Introduction to SPL usage - Simple Log Service - Alibaba Cloud Documentation Center

SPL statement optimization

Multiple SPL statements can achieve the same data processing result. Writing concise and efficient SPL statements simplifies maintenance and improves performance. The following table provides some suggestions.
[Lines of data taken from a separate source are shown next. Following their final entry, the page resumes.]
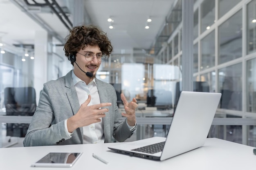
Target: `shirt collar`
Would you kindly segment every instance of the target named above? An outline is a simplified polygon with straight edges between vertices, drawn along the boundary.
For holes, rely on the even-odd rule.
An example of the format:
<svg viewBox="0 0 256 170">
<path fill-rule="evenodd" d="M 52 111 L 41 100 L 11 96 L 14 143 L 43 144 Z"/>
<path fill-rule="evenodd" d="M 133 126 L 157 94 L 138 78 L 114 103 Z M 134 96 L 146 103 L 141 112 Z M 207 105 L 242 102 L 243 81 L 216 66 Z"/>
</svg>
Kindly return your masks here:
<svg viewBox="0 0 256 170">
<path fill-rule="evenodd" d="M 74 73 L 74 70 L 73 70 L 73 71 L 72 71 L 72 78 L 73 79 L 73 84 L 74 86 L 75 86 L 79 82 L 84 82 L 83 81 L 78 78 L 77 76 L 76 75 L 75 73 Z M 94 78 L 92 79 L 92 81 L 90 82 L 89 84 L 88 84 L 88 85 L 92 83 L 95 85 L 96 85 L 96 82 L 95 82 L 95 78 Z"/>
</svg>

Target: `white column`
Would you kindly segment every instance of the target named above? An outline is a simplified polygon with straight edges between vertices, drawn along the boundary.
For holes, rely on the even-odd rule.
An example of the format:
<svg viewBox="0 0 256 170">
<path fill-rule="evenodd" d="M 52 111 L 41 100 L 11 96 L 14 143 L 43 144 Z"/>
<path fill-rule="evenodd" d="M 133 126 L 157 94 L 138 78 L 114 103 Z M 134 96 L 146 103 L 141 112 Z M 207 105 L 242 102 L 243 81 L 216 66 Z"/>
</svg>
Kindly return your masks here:
<svg viewBox="0 0 256 170">
<path fill-rule="evenodd" d="M 34 61 L 34 88 L 38 104 L 40 91 L 43 84 L 47 81 L 48 36 L 46 31 L 36 31 L 35 36 L 35 59 Z"/>
</svg>

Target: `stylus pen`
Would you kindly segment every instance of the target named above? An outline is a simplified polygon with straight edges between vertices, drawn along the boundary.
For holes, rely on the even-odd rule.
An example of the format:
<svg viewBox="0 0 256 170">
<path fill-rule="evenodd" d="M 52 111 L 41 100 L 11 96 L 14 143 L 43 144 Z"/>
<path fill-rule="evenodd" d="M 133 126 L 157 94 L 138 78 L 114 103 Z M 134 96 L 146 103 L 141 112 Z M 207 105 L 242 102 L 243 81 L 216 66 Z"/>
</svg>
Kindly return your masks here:
<svg viewBox="0 0 256 170">
<path fill-rule="evenodd" d="M 105 160 L 103 159 L 102 158 L 99 157 L 98 156 L 96 155 L 95 155 L 94 153 L 92 154 L 92 156 L 94 158 L 97 159 L 99 160 L 99 161 L 101 161 L 101 162 L 103 162 L 103 163 L 106 163 L 106 164 L 108 163 L 108 161 L 105 161 Z"/>
</svg>

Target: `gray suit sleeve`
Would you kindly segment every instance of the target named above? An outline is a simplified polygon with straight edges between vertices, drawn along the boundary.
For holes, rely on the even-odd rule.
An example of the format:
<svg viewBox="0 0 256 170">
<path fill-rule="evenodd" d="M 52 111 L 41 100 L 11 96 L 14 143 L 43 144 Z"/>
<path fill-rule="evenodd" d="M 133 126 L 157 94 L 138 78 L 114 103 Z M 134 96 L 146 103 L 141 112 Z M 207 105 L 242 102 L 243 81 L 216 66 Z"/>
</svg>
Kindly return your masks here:
<svg viewBox="0 0 256 170">
<path fill-rule="evenodd" d="M 56 145 L 70 138 L 65 131 L 65 119 L 55 122 L 49 90 L 45 85 L 23 141 L 24 146 Z"/>
</svg>

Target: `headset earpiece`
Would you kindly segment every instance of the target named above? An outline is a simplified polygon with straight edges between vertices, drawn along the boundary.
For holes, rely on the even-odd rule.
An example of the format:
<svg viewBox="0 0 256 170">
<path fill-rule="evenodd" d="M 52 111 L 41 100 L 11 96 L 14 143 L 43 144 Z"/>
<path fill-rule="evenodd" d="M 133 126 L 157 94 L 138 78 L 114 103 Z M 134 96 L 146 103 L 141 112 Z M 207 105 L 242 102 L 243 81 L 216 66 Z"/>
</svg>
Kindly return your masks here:
<svg viewBox="0 0 256 170">
<path fill-rule="evenodd" d="M 76 62 L 76 56 L 72 54 L 68 56 L 68 60 L 72 62 Z"/>
</svg>

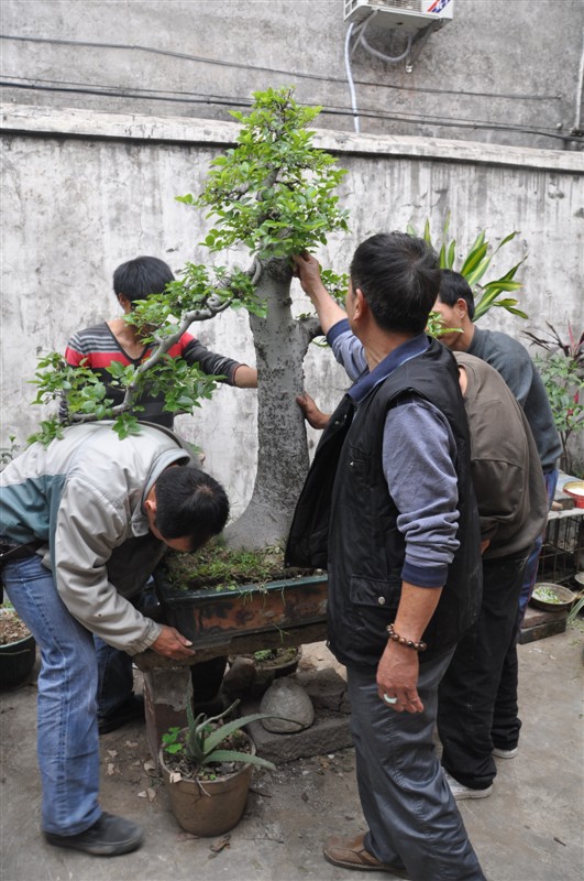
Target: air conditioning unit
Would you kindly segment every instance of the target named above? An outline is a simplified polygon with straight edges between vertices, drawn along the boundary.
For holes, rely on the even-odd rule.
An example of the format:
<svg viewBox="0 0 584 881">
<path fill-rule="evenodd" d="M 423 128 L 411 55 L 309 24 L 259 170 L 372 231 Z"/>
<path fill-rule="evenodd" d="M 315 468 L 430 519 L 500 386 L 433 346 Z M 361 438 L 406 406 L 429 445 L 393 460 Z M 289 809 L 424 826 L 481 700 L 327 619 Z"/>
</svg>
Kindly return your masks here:
<svg viewBox="0 0 584 881">
<path fill-rule="evenodd" d="M 372 31 L 399 29 L 411 33 L 433 21 L 451 21 L 454 0 L 344 0 L 344 20 L 360 24 L 371 18 Z"/>
</svg>

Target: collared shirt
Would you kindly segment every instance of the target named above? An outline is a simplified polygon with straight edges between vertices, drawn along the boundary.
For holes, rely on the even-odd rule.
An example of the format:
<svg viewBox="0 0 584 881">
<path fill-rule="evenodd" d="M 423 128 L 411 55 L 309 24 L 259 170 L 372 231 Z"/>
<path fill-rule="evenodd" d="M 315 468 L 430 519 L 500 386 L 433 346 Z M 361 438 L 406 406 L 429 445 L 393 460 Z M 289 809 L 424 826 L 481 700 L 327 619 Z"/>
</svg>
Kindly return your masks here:
<svg viewBox="0 0 584 881">
<path fill-rule="evenodd" d="M 426 334 L 411 337 L 370 371 L 363 345 L 346 319 L 333 325 L 327 339 L 337 360 L 355 380 L 349 395 L 357 406 L 375 385 L 430 345 Z M 459 547 L 455 460 L 450 425 L 430 402 L 411 395 L 389 410 L 384 431 L 384 474 L 399 511 L 397 527 L 406 540 L 401 577 L 419 587 L 442 587 Z"/>
</svg>

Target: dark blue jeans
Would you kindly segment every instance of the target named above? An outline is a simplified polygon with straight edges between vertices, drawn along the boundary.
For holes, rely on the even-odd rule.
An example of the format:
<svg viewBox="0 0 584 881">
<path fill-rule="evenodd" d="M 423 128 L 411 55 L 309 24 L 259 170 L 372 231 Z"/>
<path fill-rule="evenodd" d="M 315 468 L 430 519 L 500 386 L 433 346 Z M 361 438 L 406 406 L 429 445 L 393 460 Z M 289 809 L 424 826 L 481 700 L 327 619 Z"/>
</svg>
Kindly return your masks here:
<svg viewBox="0 0 584 881">
<path fill-rule="evenodd" d="M 37 754 L 43 829 L 77 835 L 101 816 L 93 639 L 69 614 L 51 570 L 36 554 L 7 563 L 2 579 L 41 651 Z"/>
<path fill-rule="evenodd" d="M 387 707 L 375 670 L 346 670 L 365 847 L 417 881 L 485 881 L 434 748 L 438 683 L 450 656 L 420 664 L 422 713 Z"/>
<path fill-rule="evenodd" d="M 483 561 L 478 619 L 463 635 L 438 690 L 442 764 L 464 786 L 491 786 L 493 747 L 517 746 L 517 605 L 528 552 Z"/>
</svg>

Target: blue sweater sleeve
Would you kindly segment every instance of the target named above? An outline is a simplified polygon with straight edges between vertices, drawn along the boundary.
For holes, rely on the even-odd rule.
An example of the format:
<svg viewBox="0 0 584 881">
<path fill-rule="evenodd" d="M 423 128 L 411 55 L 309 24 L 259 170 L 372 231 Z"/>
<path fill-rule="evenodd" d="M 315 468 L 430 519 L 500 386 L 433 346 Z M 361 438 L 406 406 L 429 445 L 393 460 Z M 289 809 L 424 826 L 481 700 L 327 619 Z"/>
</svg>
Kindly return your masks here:
<svg viewBox="0 0 584 881">
<path fill-rule="evenodd" d="M 406 539 L 401 577 L 442 587 L 459 547 L 456 447 L 444 416 L 427 401 L 393 407 L 384 434 L 384 471 Z"/>
<path fill-rule="evenodd" d="M 367 362 L 363 345 L 353 335 L 346 318 L 334 324 L 327 334 L 327 340 L 332 348 L 332 354 L 344 367 L 350 379 L 357 380 L 365 370 Z"/>
</svg>

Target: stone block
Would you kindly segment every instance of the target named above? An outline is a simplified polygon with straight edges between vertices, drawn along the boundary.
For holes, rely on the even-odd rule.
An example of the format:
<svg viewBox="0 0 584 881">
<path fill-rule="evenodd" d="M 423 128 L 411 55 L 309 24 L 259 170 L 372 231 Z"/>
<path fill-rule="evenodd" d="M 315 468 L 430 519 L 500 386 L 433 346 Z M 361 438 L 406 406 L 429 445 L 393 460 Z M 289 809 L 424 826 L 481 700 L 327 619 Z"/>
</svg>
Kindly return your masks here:
<svg viewBox="0 0 584 881">
<path fill-rule="evenodd" d="M 563 633 L 566 622 L 568 612 L 565 610 L 550 612 L 528 606 L 518 642 L 520 645 L 525 645 L 527 642 L 553 637 L 555 633 Z"/>
<path fill-rule="evenodd" d="M 266 731 L 261 721 L 246 726 L 257 748 L 257 754 L 274 764 L 296 759 L 309 759 L 352 746 L 350 707 L 346 683 L 333 670 L 295 674 L 294 678 L 306 689 L 315 707 L 315 721 L 310 728 L 290 733 Z M 242 715 L 260 711 L 260 700 L 247 699 Z"/>
</svg>

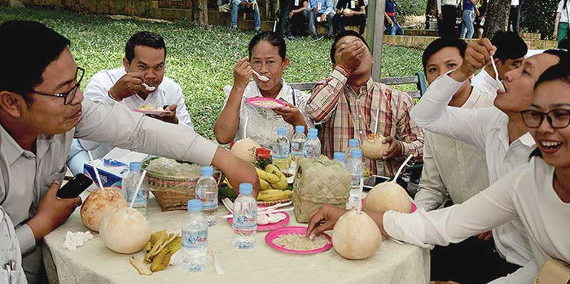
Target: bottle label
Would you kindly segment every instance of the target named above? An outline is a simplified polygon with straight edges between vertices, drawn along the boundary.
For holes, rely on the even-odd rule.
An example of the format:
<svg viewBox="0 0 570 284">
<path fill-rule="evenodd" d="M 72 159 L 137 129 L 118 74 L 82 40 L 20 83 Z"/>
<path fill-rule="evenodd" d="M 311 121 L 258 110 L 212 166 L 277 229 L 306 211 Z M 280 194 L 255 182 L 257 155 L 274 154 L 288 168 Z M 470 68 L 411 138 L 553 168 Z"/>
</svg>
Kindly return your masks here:
<svg viewBox="0 0 570 284">
<path fill-rule="evenodd" d="M 207 246 L 208 230 L 182 230 L 182 246 L 186 248 L 199 248 Z"/>
<path fill-rule="evenodd" d="M 234 211 L 234 228 L 251 230 L 257 228 L 257 210 L 244 209 L 242 212 Z"/>
</svg>

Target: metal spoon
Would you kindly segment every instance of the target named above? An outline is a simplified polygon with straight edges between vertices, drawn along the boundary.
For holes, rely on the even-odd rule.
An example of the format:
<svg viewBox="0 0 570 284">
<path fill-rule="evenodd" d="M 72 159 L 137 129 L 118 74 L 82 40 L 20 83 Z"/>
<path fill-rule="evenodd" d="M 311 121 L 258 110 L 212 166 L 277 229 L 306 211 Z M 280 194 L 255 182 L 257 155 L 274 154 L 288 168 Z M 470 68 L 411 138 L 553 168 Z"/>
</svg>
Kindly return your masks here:
<svg viewBox="0 0 570 284">
<path fill-rule="evenodd" d="M 264 82 L 266 82 L 266 81 L 269 81 L 269 78 L 267 78 L 267 77 L 265 77 L 265 76 L 264 76 L 263 75 L 260 75 L 259 73 L 258 73 L 257 72 L 256 72 L 256 71 L 255 71 L 254 70 L 253 70 L 253 69 L 252 69 L 252 72 L 253 72 L 253 73 L 254 73 L 254 74 L 255 74 L 255 75 L 256 75 L 256 76 L 257 76 L 257 78 L 259 78 L 259 80 L 262 80 L 262 81 L 264 81 Z"/>
<path fill-rule="evenodd" d="M 503 83 L 499 79 L 499 71 L 497 70 L 497 65 L 494 64 L 493 56 L 491 56 L 491 65 L 493 66 L 493 70 L 494 71 L 494 80 L 497 81 L 497 85 L 495 87 L 497 87 L 497 88 L 500 90 L 502 92 L 506 92 L 507 90 L 504 89 L 504 85 L 503 85 Z"/>
</svg>

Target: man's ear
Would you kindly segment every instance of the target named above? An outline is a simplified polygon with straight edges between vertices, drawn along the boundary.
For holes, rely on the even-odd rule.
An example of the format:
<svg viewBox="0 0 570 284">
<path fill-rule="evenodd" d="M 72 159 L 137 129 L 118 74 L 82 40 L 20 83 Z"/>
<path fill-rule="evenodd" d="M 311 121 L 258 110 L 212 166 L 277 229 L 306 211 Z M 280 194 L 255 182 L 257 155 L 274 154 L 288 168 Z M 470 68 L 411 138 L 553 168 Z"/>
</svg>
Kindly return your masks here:
<svg viewBox="0 0 570 284">
<path fill-rule="evenodd" d="M 21 95 L 14 92 L 0 92 L 0 110 L 2 111 L 14 118 L 20 118 L 25 108 L 27 105 Z"/>
</svg>

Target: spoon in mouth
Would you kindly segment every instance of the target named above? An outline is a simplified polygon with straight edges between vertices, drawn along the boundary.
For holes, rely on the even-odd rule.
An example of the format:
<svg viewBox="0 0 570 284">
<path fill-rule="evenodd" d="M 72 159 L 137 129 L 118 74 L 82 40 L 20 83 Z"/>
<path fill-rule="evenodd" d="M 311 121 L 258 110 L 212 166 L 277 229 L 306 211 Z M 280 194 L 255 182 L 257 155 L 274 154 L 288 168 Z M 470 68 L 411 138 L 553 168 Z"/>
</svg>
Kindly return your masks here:
<svg viewBox="0 0 570 284">
<path fill-rule="evenodd" d="M 504 85 L 503 85 L 503 83 L 499 79 L 499 71 L 497 70 L 497 65 L 494 64 L 493 56 L 491 56 L 491 65 L 493 66 L 493 70 L 494 71 L 494 80 L 497 83 L 495 87 L 502 92 L 506 92 L 507 90 L 504 89 Z"/>
<path fill-rule="evenodd" d="M 150 85 L 147 85 L 146 83 L 142 83 L 142 87 L 145 87 L 145 88 L 147 89 L 147 90 L 150 90 L 150 91 L 152 91 L 152 90 L 155 90 L 155 89 L 156 89 L 156 87 L 154 87 L 154 86 L 151 87 L 151 86 L 150 86 Z"/>
<path fill-rule="evenodd" d="M 259 80 L 261 80 L 262 81 L 266 82 L 266 81 L 269 80 L 269 78 L 267 78 L 266 76 L 264 76 L 263 75 L 260 75 L 259 73 L 258 73 L 257 72 L 256 72 L 256 70 L 254 70 L 253 69 L 252 69 L 252 72 L 253 72 L 254 74 L 255 74 L 255 75 L 257 76 L 257 78 L 259 78 Z"/>
</svg>

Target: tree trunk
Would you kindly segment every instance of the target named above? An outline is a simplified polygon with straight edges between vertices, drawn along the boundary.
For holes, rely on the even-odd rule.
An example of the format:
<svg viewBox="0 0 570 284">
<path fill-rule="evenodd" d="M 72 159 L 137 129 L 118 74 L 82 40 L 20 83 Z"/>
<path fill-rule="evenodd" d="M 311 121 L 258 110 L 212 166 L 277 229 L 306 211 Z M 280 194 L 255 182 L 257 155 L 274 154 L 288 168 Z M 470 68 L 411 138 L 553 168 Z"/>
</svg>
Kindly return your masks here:
<svg viewBox="0 0 570 284">
<path fill-rule="evenodd" d="M 497 32 L 507 30 L 511 0 L 489 1 L 488 5 L 483 37 L 492 38 Z"/>
<path fill-rule="evenodd" d="M 425 16 L 437 16 L 437 0 L 428 0 L 425 6 Z"/>
</svg>

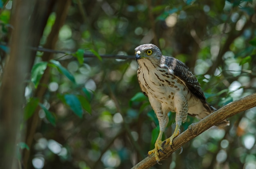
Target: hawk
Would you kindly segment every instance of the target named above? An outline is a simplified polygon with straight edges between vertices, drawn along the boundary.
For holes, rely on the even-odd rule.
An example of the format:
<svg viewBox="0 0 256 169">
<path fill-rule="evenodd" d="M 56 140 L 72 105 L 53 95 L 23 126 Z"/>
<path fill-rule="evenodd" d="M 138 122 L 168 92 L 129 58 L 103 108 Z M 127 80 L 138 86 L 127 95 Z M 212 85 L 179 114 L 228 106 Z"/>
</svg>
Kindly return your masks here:
<svg viewBox="0 0 256 169">
<path fill-rule="evenodd" d="M 198 81 L 189 68 L 181 61 L 162 55 L 159 48 L 153 44 L 144 44 L 135 49 L 139 64 L 138 81 L 141 90 L 148 98 L 159 122 L 160 131 L 155 149 L 148 155 L 155 154 L 159 164 L 159 151 L 164 152 L 163 132 L 167 124 L 169 111 L 176 112 L 176 127 L 166 144 L 173 145 L 173 140 L 180 133 L 188 113 L 201 119 L 216 110 L 206 101 Z M 227 120 L 218 126 L 229 125 Z"/>
</svg>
Suggestion	Before optimization	After optimization
Combine consecutive where clauses into one.	`* \| where request_method = 'POST' \| where cast(status as integer) >= 500`	`* \| where request_method = 'POST' and cast(status as integer) >= 500`
Combine consecutive extend clauses into one.	`* \| extend k1 = 'v1' \| extend k2 = 'v2' \| extend k3 = 'v3'`	`* \| extend k1 = 'v1', k2 = 'v2', k3 = 'v3'`
Replace extend + project-away with project-rename.	`* \| extend method = request_method \| project-away request_method`	`* \| project-rename method = request_method`
Modify field values in place instead of using extend to create new fields, unless necessary.	`* \| extend newContent = json_extract(content, 'abc \d+') \| project-away content`	`* \| extend content = json_extract(content, 'abc \d+')`

Time fields

During SPL execution, the data type of time fields in Simple Log Service logs is always INTEGER or BIGINT. These fields include the data timestamp field __time__ and the nanosecond part of the data timestamp field __time_ns_part__.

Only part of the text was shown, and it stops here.